The key step to add non-conservative forces is to add a
non_conservative_forces
section to the targets
specifications of
the YAML file describing the training exercise
seed: 42
architecture:
name: pet
training:
batch_size: 32
num_epochs: 20
num_epochs_warmup: 1
learning_rate: 1e-4
training_set:
systems:
read_from: data/ethanol_train.xyz
length_unit: angstrom
targets:
energy:
unit: eV
forces: off
non_conservative_forces:
key: forces
quantity: force
unit: eV/A
type:
cartesian:
rank: 1
per_atom: true
validation_set:
systems:
read_from: data/ethanol_val.xyz
length_unit: angstrom
targets:
energy:
key: energy
unit: eV
forces: off
non_conservative_forces:
key: forces
quantity: force
unit: eV/A
type:
cartesian:
rank: 1
per_atom: true
test_set:
systems:
read_from: data/ethanol_test.xyz
length_unit: angstrom
targets:
energy:
key: energy
unit: eV
forces: off
non_conservative_forces:
key: forces
quantity: force
unit: eV/A
type:
cartesian:
rank: 1
per_atom: true
Adding a non_conservative_forces
target automatically adds a
vectorial output to the atomic heads of the model, but does not
disable the energy head, which is still used to compute the energy,
and could in principle be used to compute conservative forces.
To profit from the speed up of direct force evaluation, we specify
forces: off
in the energy
taget.
Training can be run from the command line using the mtt command:
mtt train nc_train_options.yaml -o nc_model.pt
or from Python:
time_nc = -time()
subprocess.run(
["mtt", "train", "nc_train_options.yaml", "-o", "nc_model.pt"], check=True
)
time_nc += time()
print(f"Training time (non-cons.): {time_nc:.2f} seconds")
Training time (non-cons.): 15.49 seconds
At evaluation time, we can compute both conservative and non-conservative forces.
Note that the training run is too short to produce a decent model. If you have
a GPU and a few more minutes, you can run one of the long_*
option files,
that provide a more realistic training setup. You can evaluate from the command line
mtt eval nc_model.pt nc_model_eval.yaml
Or from Python:
subprocess.run("mtt eval nc_model.pt nc_model_eval.yaml".split(), check=True)
CompletedProcess(args=['mtt', 'eval', 'nc_model.pt', 'nc_model_eval.yaml'], returncode=0)

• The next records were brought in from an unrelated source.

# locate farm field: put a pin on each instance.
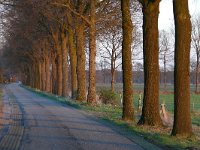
(159, 136)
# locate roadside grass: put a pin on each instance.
(159, 136)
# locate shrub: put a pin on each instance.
(109, 97)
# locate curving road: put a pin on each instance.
(37, 123)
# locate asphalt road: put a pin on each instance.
(49, 125)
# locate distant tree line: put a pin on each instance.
(53, 45)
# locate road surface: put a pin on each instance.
(33, 122)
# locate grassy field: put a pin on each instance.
(155, 135)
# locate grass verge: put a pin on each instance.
(109, 114)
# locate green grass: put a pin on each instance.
(157, 136)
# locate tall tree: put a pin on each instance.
(150, 112)
(182, 119)
(127, 28)
(196, 46)
(91, 98)
(165, 53)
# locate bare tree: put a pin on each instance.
(196, 46)
(127, 28)
(110, 44)
(182, 122)
(165, 53)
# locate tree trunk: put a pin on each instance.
(48, 74)
(182, 119)
(113, 71)
(81, 75)
(150, 112)
(197, 75)
(64, 64)
(54, 73)
(91, 98)
(73, 61)
(59, 74)
(165, 74)
(43, 75)
(113, 79)
(127, 27)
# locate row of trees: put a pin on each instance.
(48, 39)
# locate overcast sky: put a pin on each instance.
(166, 12)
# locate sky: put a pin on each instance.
(166, 12)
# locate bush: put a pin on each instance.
(109, 97)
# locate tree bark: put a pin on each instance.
(182, 119)
(54, 73)
(127, 27)
(64, 63)
(48, 74)
(73, 60)
(81, 75)
(150, 112)
(197, 75)
(43, 75)
(91, 98)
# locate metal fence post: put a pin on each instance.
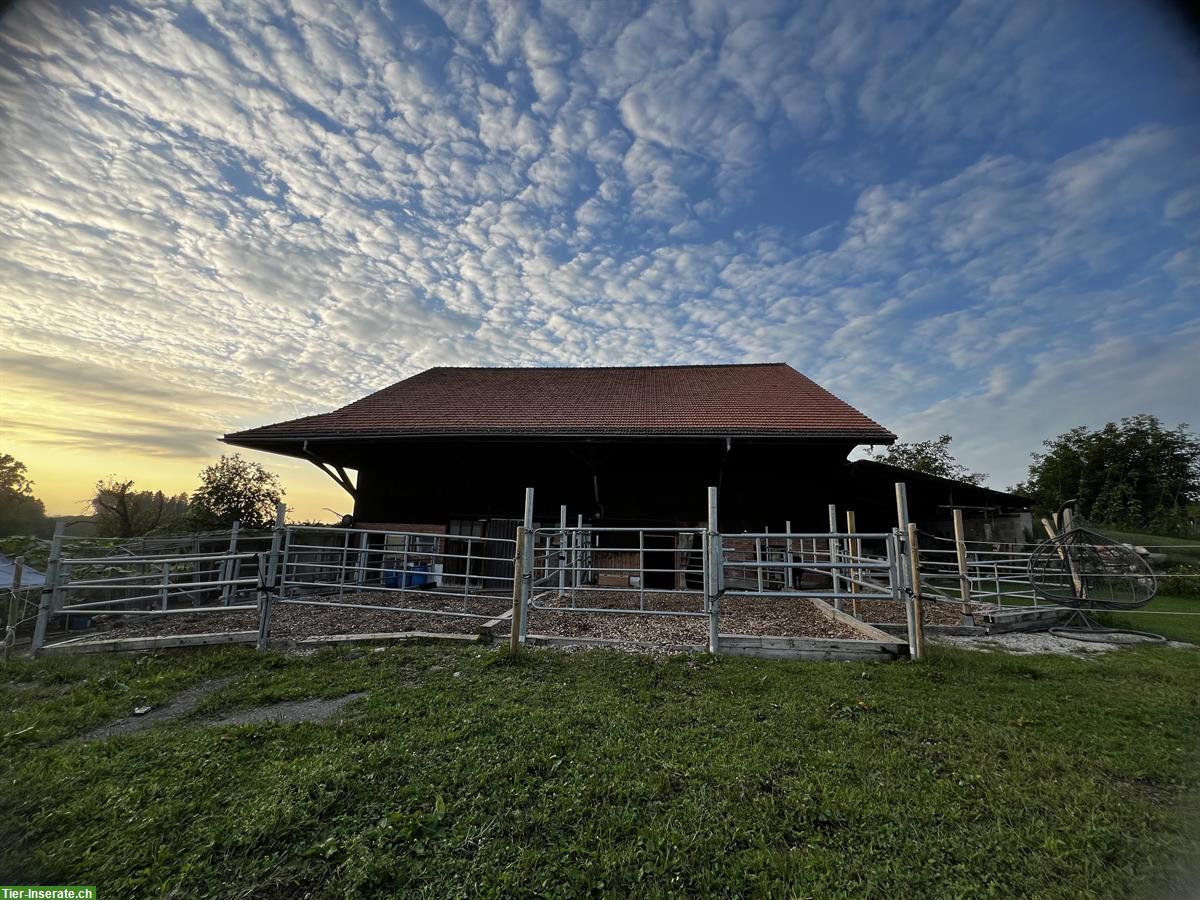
(918, 618)
(834, 552)
(853, 551)
(51, 588)
(713, 565)
(562, 550)
(165, 585)
(268, 588)
(789, 558)
(360, 571)
(10, 634)
(960, 546)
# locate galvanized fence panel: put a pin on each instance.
(419, 573)
(573, 565)
(156, 585)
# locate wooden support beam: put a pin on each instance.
(960, 546)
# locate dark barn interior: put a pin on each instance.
(454, 449)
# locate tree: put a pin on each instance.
(1133, 474)
(931, 457)
(235, 490)
(21, 511)
(124, 513)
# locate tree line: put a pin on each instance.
(1132, 475)
(229, 490)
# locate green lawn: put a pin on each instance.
(607, 774)
(1177, 550)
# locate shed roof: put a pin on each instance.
(768, 399)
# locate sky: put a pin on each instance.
(978, 219)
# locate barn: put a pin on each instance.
(451, 449)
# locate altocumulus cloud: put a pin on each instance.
(971, 217)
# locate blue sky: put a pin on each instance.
(970, 217)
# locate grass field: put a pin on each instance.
(469, 772)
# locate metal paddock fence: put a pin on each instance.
(579, 568)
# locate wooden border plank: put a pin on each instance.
(119, 645)
(844, 618)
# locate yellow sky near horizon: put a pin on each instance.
(75, 424)
(64, 478)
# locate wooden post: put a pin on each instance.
(231, 567)
(268, 591)
(834, 553)
(526, 573)
(789, 558)
(360, 574)
(49, 598)
(918, 631)
(10, 635)
(903, 526)
(713, 569)
(515, 639)
(960, 545)
(562, 551)
(853, 546)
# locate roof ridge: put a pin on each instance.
(603, 369)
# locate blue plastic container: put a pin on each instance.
(415, 576)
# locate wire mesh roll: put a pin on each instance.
(1084, 569)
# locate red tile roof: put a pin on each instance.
(743, 400)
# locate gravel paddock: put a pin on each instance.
(739, 616)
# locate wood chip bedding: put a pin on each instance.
(739, 616)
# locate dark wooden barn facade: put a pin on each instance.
(454, 449)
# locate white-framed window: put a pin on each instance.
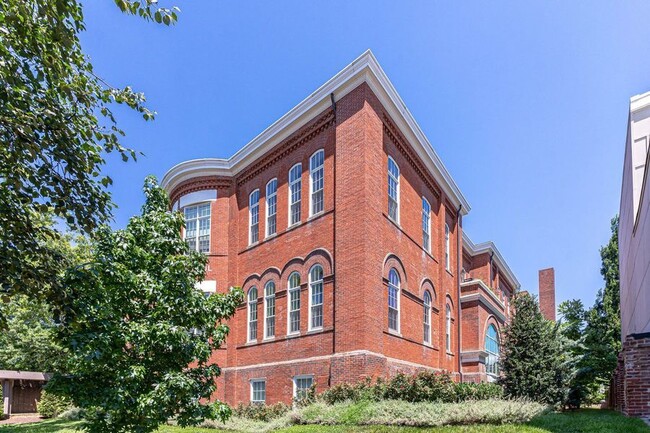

The result of a non-conservative force learning run (600 epochs) is present in the parity plot below. The plot shows that the model’s conservative force predictions (left, that are not trained against) have larger errors than those obtained from the direct predictions (right). The non-conservative forces align closely with targets but lack the physical constraint of being the derivatives of a potential energy, often leading to unphysical behavior when used in simulations.

Fine-tuning on conservative forces¶
Even though the error on energy derivatives is pretty large, the model has learned
a reasonable approximation of the energy, and we can use it as a starting point to
fine-tune the model to improve the accuracy on conservative forces.
Enable forces: on
to compute them via backward propagation of gradients.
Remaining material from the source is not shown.